Lindsay Hunter: I think I’m very good at imagery. I think I’m very good at the sentence level. I am good at character and dialogue and relationships. I would like to be better at place, at subtlety, and at allowing more grace and joy into the narrative.
Ed Park: Jokes, twists, clues that pay off on a second read, the use of nonliterary forms (emails, transcripts, etc.). On the flip side, it might be fun to write a slim, traditional-looking book that only has one font.
Jesse David Fox: In so much as being easy to read is a good thing, I’m pretty good at making complicated ideas go down easy. I write a lot in the book about the subjectivity of funniness, so I’d NEVER say I’m funny, but I have “voice.” After reading the audiobook, I vowed to never write a long sentence again. Also, I would love to be able to describe the appearance of something and have people think it was beautiful, but I have aphasia and I literally cannot picture anything in my mind. And basic grammar skills.

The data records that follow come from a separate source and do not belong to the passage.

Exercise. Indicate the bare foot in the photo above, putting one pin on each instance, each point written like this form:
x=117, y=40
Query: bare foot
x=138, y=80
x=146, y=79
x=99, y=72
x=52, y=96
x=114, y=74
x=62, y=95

E. J. Koh: I can fold the blankets like hospital sheets. The holy word—light.
How do you contend with the hubris of thinking anyone has or should have any interest in what you have to say about anything?
Jesse David Fox: 15 years ago I wasn’t a writer. I was working for a major talent agency and I was very bad at it. My friend Dawson said I should start a blog, so I did. Well, I thought, I wasn’t being self indulgent, I was being Dawson-indulgent. That’s what I kept on doing: Just focused on writing for the specific individual/s who requested I write the thing and tried not to think about the hypothetical other people who would or wouldn’t be interested. My agent, Adam Eaglin, is brilliant and caring, so I tried to write the proposal for him. Then I met my editor, Jackson Howard, and thought he was so smart and cool and powerful, so I worked really hard to impress him. Adam and Jackson seemed to like the book, so that makes me think people might be interested.
Lexi Freiman: No one should really be interested in anything but the silent emptiness of the mind. So I don’t worry about it.
Lindsay Hunter: That’s a tough one! It’s something I have to fight through all the time. What I usually do is get very micro. I focus on the actual making of the thing. I remember what I love about it, what is fun to me about it, what I love reading in other people’s work. I remember that I am a voracious reader and can’t imagine a life without books. I remember who I am, and I write from there.
E. J. Koh: My gaze opens and bandages of doubt fall from my face.
Ed Park: I only do this every fifteen years, so everything I say is important.